Sinn Féin will not support the motion before the House tonight. Instead, we are proposing an amendment that calls on the Government to postpone the 2011 budget, seek a dissolution of this Dáil and call a general election. I am proud to be joining my fellow Sinn Féin Deputies today, as part of the only real political opposition in Leinster House. I extend my sincere thanks to the people of Donegal South-West for putting their faith in me to represent them in the Dáil. It is a huge honour for me, my family and my party. I have been given a clear mandate to oppose the savage anti-people budget this Government is planning, to oppose cuts to public services and social welfare and to oppose IMF interference in our country. The platform on which I stood advocated a better and fairer way for Ireland. Sinn Féin is the only party putting forward a constructive alternative in the Dáil.
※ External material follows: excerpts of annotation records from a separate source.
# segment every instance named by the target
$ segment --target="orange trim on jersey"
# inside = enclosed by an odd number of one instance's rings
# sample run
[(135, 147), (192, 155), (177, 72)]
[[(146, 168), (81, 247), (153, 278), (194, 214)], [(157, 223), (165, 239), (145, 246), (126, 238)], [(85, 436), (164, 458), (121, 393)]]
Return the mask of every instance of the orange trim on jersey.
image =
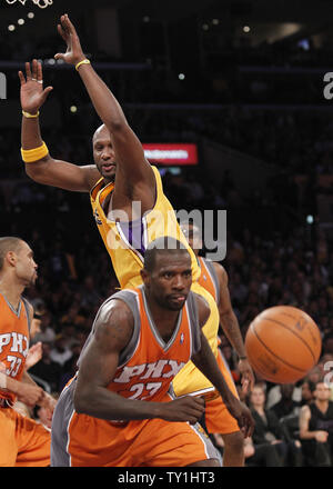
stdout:
[[(29, 351), (29, 326), (23, 300), (18, 310), (0, 293), (0, 362), (6, 366), (6, 373), (21, 380), (26, 358)], [(0, 391), (0, 398), (14, 400), (14, 395)]]
[(175, 375), (191, 358), (191, 326), (186, 306), (180, 312), (178, 326), (165, 343), (157, 330), (142, 289), (138, 295), (141, 328), (132, 357), (119, 367), (108, 389), (128, 399), (160, 401)]

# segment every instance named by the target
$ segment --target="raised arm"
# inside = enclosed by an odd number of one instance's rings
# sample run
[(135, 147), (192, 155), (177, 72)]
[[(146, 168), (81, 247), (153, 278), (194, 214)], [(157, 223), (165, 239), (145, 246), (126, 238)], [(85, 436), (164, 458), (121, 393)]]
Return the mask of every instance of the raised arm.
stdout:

As part of the consensus for cuts, Fine Gael has firmly nailed its colours to the mast in terms of where it stands on this budget. Any real Opposition party worth its salt would push for this budget to be scrapped. It would pursue a radical agenda that does not target the least well off and makes the wealthy pay their fair share. Instead, Fine Gael has proposed a motion that does not call on the Government to scrap the budget and call an election, but demands that the budget be brought forward so it can be done and dusted before Christmas. It is an insult to ordinary working people, those without work and those who rely on public services. It is inevitable that such people will bear the brunt of this unfair and unjust budget. The people are sick to the back teeth of this type of stale elitist politics. It is exactly the type of politics that has brought us to where we are today.
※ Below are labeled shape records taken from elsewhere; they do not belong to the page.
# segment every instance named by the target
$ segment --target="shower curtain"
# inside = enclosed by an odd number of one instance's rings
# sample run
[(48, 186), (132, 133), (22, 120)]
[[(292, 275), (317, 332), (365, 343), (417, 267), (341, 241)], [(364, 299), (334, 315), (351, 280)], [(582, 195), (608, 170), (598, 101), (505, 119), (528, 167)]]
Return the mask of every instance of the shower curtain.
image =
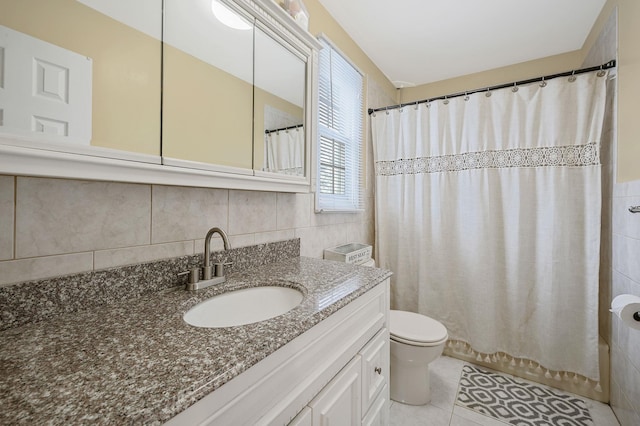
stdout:
[(483, 357), (599, 380), (605, 85), (585, 73), (372, 114), (392, 308)]
[(277, 130), (265, 135), (265, 171), (304, 174), (304, 129)]

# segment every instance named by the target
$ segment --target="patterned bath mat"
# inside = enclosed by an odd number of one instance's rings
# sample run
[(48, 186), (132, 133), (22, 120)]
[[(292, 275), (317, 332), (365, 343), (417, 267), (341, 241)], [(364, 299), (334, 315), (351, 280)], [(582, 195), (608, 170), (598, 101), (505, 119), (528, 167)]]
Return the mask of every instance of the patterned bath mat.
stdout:
[(456, 404), (517, 426), (594, 426), (580, 398), (470, 365), (462, 369)]

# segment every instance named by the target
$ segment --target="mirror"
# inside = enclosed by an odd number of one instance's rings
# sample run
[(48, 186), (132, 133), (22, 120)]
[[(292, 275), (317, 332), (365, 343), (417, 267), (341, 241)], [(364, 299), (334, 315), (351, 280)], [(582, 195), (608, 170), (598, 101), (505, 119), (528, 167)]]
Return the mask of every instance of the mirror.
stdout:
[(252, 173), (253, 27), (216, 0), (165, 0), (165, 164)]
[(256, 28), (254, 168), (304, 176), (306, 62), (285, 45)]
[(2, 0), (0, 135), (160, 155), (162, 0)]

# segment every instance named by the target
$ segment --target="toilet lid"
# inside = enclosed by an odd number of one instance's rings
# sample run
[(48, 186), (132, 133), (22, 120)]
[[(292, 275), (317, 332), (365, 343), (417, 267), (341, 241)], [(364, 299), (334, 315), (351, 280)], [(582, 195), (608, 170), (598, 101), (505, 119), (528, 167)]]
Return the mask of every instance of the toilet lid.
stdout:
[(436, 343), (446, 340), (447, 329), (425, 315), (406, 311), (391, 311), (389, 334), (392, 339), (407, 343)]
The measures to be contained in the budget amount to little more than a full-on attack on the least well off and on working people. Anyone who thinks implementing deflationary and draconian measures will fix the economy is delusional. If cuts worked, we would not need the IMF and the ECB to arrive on the scene to run our fiscal affairs.

The four year plan which acts as a template for the budget is, in the main, a list of deflationary actions which will deepen and lengthen the recession. The impact of these measures will contract the economy and not a single cent of this will be used to reduce the deficit. Instead, it will all end up being once again pumped into the banks. We are about to embark on an insane course of borrowing to fund a failed banking policy. We cannot afford this plan and we cannot afford this Government. We need real negotiators now to deal with the banks and to burn the bondholders. If the Fine Gael Party were serious about changing the direction and getting rid of this redundant Government, its members would not be sitting here tonight calling for a rush to be put on this lunacy.

Slashing the minimum wage and social welfare payments, reducing tax bands, sacking 25,000 public sector workers, implementing property taxes, water charges, increasing student charges, are not a recipe for recovery. This is a recipe for economic destruction. We need to take this Government down and we need to end these cuts now.

There is a better and fairer way which does not target the most vulnerable and which ensures that those who have most, pay the most. We in Sinn Féin have shown this way in our pre-budget submission. We are the only party to have done so to date.

During the course of the Donegal South-West by-election, I met with many people who were struggling to make ends meet, people who were trying to cope with the rising costs and with Government cuts. I met people like the mother of the autistic child whose special needs preschool is in danger of being shut down, the father of four who is living on a shoestring and who is close to losing his job, people like the elderly man who lives on his own and who has lost his home help service. I also met people like the elderly woman who is caring for her husband with a heart condition and who cannot afford health costs, the young family desperately hoping to be allocated a local authority house in time for Christmas or the first-year student who has to drop out of college, to drop out of education, because she could not get a grant. These are the people whom the political classes want to make pay for their sins and that of the corrupt bankers. These are the same people who time and again are being ignored by those in political power. These people and hundreds of thousands more like them, deserve better than to be treated as mere statistics. They do not deserve the lies, the greed or the cronyism that has got us into this mess. They need and deserve real leadership and real change.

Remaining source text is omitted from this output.